MambaCapsule: Towards Transparent Cardiac Disease Diagnosis with Electrocardiography Using Mamba Capsule Network
Yinlong Xu, Xiaoqiang Liu, Zitai Kong, Yixuan Wu, Yue Wang, Yingzhou Lu, Honghao Gao, Jian Wu, Hongxia Xu
TL;DR
MambaCapsule addresses the critical need for transparent ECG-based arrhythmia diagnosis by integrating a multi-scale Mamba encoder with a Capsule network and a signal reconstruction module. The approach provides not only high classification accuracy on MIT-BIH and PTB datasets, but also interpretable explanations through reconstructed signals and capsule-level reasoning. Key contributions include a fusion states SSM backbone for multi-scale feature extraction, a capsule-based decoder with a reconstruction branch, and explainability analyses such as feature relation mining and disease manifestation inspection. The work demonstrates the feasibility of accurate, explainable ECG classification with potential clinical impact, while acknowledging training-time and memory demands that motivate future optimization.
Abstract
Cardiac arrhythmia, a condition characterized by irregular heartbeats, often serves as an early indication of various heart ailments. With the advent of deep learning, numerous innovative models have been introduced for diagnosing arrhythmias using Electrocardiogram (ECG) signals. However, recent studies solely focus on the performance of models, neglecting the interpretation of their results. This leads to a considerable lack of transparency, posing a significant risk in the actual diagnostic process.
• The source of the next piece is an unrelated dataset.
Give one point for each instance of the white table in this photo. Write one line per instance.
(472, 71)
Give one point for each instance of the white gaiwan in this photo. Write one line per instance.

To solve this problem, this paper introduces MambaCapsule, a deep neural networks for ECG arrhythmias classification, which increases the explainability of the model while enhancing the accuracy.Our model utilizes Mamba for feature extraction and Capsule networks for prediction, providing not only a confidence score but also signal features. Akin to the processing mechanism of human brain, the model learns signal features and their relationship between them by reconstructing ECG signals in the predicted selection. The model evaluation was conducted on MIT-BIH and PTB dataset, following the AAMI standard. MambaCapsule has achieved a total accuracy of 99.54% and 99.59% on the test sets respectively. These results demonstrate the promising performance of under the standard test protocol.